I want to run my digital audio output from my PC to my audio system pre/pro. Are there any tutorials out there that will show me how to build one? Also, what reasonable inexpensive cable, and connectors do you recommend for a 50' run? :help:


----------



## Danny (May 3, 2006)

Don't know about particular cable but check that it will be able to handle a digital signal (it works at a higher frequency).

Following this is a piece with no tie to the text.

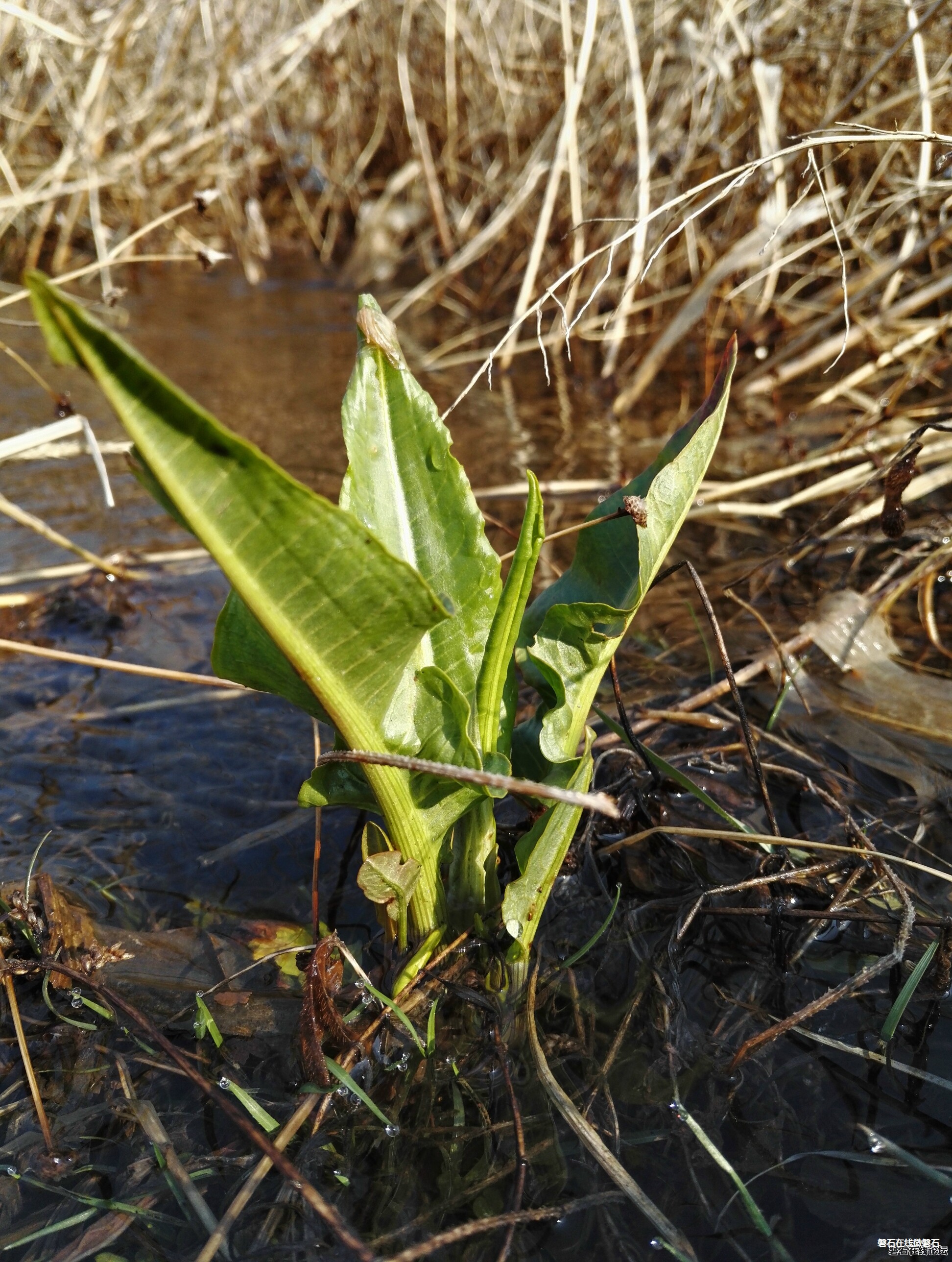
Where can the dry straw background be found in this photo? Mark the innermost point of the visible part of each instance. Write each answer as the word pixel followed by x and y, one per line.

I think that you should be able to use ordinary connectors (I did when building a DMX cable and it worked fine).


----------



## John S (May 31, 2006)

Try

http://www.bus.ucf.edu/cwhite/theater/diycable.htm


----------



## ssabripo (Nov 2, 2006)

you are in luck! 

http://www.hometheatershack.com/for...-cables-tutorial-200-cables-1-10-th-cost.html


----------



## Ayreonaut (Apr 26, 2006)

Is a 50' run of digital coax OK? I'm considering running a cable from my PC to my reciever, about 50' away.


----------



## brucek (Apr 11, 2006)

> Is a 50' run of digital coax OK? I'm considering running a cable from my PC to my reciever, about 50' away.


If you're using a standard 75 ohm S/PDIF interface and run of the mill 44.1Khz sampled information = ~6Mhz bandwidth, then 50 feet is nothing for an RG59 cable. Step up to RG6 and it would be even better.

The latest True Dolby HD etc is sampled much higher, but 50 feet is fine.

brucek


----------